Certainly the Trulieve dispensary tucked away among the warehouses and rental car lots across from the Miami airport seems to be operating like a normal and reasonably efficient business, not a Cheech-and-Chong madhouse.
"That's the biggest misconception people have when they come in for the first time," said Ramos, the manager. "They think it's going to be like a vape shop. And instead everybody's wearing a uniform and talking like a professional." His customers run anywhere from 18 to 50 years in age, he said, though during the Herald's midday visit, a surprising number seemed middle age and above.
Customers can enter the shop only by being buzzed in through a security door, and that only gets them into a small lobby with a receptionist and an armed security guard. (A state requirement, but not one the Trulieve staff objects to; they are, after all, sitting on a pricey stash of drugs.) Only with the state medical marijuana patient card can they get into the back room where the merchandise is stored.
They're admitted there three or four at a time. Inside they find two medium-sized glass counters, not unlike the ones you might see in a cellphone store, overseen by several Trulieve staffers called "consultants" who look at their doctors' referrals. That will include an approval for supplies of 30, 45 or 70 days, along with any restrictions — for instance, only topical ointments to be rubbed on the skin — the doctor has laid down.
But often the customers have a fair amount of leeway in choosing the strain of their marijuana and the way it's taken. (Vaping? A drop of tincture under the tongue?) The consultants, some of them medical marijuana users themselves, are well-versed not only on the strains of pot but on all the hardware that can be used to deliver them. They happily demonstrate vaporizers and the little cups of ground marijuana bud or cartridges of oil extract that are used with them.

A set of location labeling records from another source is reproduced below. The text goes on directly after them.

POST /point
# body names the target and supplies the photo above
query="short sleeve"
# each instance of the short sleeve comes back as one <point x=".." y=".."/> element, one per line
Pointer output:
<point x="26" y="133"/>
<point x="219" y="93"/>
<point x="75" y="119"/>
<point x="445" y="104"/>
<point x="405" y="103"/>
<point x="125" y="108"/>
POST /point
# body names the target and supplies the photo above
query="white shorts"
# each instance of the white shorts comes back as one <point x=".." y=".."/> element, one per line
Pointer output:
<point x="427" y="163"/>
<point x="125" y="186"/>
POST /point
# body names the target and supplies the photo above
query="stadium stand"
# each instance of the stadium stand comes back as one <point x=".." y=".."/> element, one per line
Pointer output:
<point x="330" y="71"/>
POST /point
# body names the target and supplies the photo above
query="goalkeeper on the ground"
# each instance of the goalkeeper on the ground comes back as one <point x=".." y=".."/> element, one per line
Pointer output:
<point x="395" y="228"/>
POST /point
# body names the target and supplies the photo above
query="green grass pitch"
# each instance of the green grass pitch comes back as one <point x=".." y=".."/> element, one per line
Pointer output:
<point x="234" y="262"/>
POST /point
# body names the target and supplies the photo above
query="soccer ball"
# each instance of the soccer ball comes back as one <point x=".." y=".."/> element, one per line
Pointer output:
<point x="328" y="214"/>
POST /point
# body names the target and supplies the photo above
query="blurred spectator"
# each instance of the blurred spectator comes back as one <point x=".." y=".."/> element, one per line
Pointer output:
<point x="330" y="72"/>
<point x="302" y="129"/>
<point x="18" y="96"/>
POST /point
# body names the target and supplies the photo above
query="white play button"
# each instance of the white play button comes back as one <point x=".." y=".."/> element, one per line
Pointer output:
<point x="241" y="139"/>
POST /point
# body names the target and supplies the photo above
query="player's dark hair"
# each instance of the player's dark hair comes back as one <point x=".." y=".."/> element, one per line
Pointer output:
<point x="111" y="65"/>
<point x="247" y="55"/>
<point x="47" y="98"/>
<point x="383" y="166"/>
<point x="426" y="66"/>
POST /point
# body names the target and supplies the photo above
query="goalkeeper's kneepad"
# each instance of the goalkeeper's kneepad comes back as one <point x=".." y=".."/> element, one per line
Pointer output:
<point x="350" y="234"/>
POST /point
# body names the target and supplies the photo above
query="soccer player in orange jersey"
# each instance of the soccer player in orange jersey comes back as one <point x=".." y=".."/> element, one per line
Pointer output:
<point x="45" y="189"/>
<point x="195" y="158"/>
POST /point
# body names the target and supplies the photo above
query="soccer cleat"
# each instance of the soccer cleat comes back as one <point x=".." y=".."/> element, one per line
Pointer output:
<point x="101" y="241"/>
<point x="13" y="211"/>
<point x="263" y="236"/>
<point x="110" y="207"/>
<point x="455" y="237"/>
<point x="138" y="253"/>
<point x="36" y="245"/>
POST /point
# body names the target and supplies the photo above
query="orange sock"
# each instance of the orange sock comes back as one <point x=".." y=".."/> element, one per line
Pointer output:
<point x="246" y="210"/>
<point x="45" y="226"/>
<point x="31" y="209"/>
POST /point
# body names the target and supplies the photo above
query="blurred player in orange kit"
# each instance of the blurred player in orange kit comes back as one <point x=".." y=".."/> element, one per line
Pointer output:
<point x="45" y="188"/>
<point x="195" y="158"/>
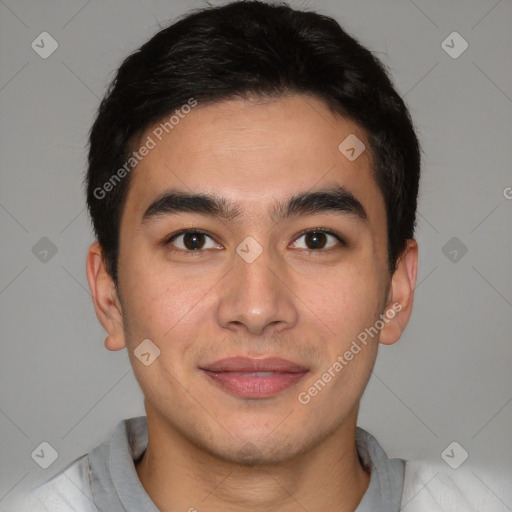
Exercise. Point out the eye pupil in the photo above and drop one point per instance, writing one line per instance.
(193, 241)
(316, 239)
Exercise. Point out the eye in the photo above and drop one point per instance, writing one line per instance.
(317, 239)
(192, 240)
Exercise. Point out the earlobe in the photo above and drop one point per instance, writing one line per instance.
(401, 297)
(105, 300)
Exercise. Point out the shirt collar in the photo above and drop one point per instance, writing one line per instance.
(115, 484)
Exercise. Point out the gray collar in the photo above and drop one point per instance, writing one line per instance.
(115, 484)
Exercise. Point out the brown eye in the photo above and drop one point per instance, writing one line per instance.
(314, 240)
(192, 241)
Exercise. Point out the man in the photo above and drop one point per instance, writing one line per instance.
(252, 182)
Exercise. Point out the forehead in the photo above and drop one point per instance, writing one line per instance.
(254, 152)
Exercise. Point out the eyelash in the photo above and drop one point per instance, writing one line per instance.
(166, 242)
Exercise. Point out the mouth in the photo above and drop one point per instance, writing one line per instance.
(254, 378)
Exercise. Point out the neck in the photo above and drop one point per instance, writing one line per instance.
(179, 475)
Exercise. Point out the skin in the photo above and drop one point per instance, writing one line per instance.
(209, 449)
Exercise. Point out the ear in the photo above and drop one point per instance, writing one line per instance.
(104, 296)
(401, 295)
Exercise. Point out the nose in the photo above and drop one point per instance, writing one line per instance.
(257, 296)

By the way, "bud" — the part of the marijuana plant that makes you high — is known in the industry as "flower." Five decades of hippie marijuana jargon has largely been jettisoned by a business anxious to separate itself from stoner image. Words like "lid" or "quarter" that were used to specify quantities are never heard inside Trulieve; even the ubiquitous "joint" and "blunt" have disappeared, although that may have more to do with Florida's ban on smoking the weed as with image remaking.
One thing that hasn't changed: the high. Almost everything sold at dispensaries contains THC (though at much lesser potency than the stuff you buy in baggies out on the street), the ingredient that gives marijuana its buzz. "Marijuana is marijuana, no matter what you're using it for," said one patient. "You can definitely get a little high with most of this stuff."
Most of the products at Trulieve run between $35 and $115, though some of the hardware, like a tabletop vaporizer, can go as high as $750. "I think the average purchase is somewhere between $100 and $150," said Ramos. A lot of first-time customers are dismayed to learn they can't use credit cards — marijuana is still illegal under federal law, and banks don't want to be involved — though the store has an ATM.
What it doesn't have: insurance forms or receipts. No insurance company covers medical marijuana.